A great deal has been written by scholoars and critics about Faulkner and about this trilogy. Some of it is extremely valuable to a fuller and deeper appreciation of his work. But my strong suggestion to readers coming to these novels for the first time (and there will be generations of you) is to plunge in and fare forward, allowing the experience of the story to happen as it does, without any additional mediation or guidance. Experience the story before turning to or trusting the opinions and judgments of others, myself included.

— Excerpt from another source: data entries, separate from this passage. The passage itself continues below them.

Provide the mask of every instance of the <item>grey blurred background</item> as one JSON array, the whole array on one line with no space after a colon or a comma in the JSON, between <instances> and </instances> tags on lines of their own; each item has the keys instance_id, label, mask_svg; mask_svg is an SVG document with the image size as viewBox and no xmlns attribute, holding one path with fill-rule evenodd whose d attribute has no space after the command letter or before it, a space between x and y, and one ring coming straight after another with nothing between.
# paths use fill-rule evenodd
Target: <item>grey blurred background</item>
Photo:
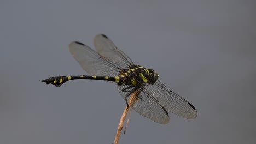
<instances>
[{"instance_id":1,"label":"grey blurred background","mask_svg":"<svg viewBox=\"0 0 256 144\"><path fill-rule=\"evenodd\" d=\"M0 143L112 143L125 102L68 51L108 35L196 108L161 125L133 111L120 143L255 143L255 1L0 2Z\"/></svg>"}]
</instances>

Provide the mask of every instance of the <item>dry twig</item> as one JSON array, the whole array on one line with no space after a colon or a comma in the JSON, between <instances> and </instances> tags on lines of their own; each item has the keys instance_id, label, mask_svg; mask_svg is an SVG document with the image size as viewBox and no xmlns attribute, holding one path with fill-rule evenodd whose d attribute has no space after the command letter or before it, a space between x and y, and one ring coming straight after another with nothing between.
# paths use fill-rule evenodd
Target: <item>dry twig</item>
<instances>
[{"instance_id":1,"label":"dry twig","mask_svg":"<svg viewBox=\"0 0 256 144\"><path fill-rule=\"evenodd\" d=\"M129 109L132 109L132 105L134 103L134 101L136 99L136 93L137 91L134 92L131 95L129 99L129 101L128 102L128 105L129 107L128 107L127 106L125 107L124 112L123 112L123 115L120 119L119 124L118 125L118 127L117 130L117 134L115 135L115 140L114 141L114 144L118 144L118 140L119 140L120 135L121 134L121 131L122 131L123 126L124 125L124 122L125 120L125 118L126 117L127 112L128 111Z\"/></svg>"}]
</instances>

The one big exception to this rule is the biography by Joseph Blotner, preferably the revised, one-volume version of 1984, wherein the story of the creation of the Snopes novels and the public reception of each as it first appeared is followed closely and accurately and does not in any way lessen the original impact. It also seems to me likely that the words and thoughts of Faulkner, himself, about these books, to be found in the Selected Letters of William Faulkner (1977) can only serve to enhance the reader’s experience.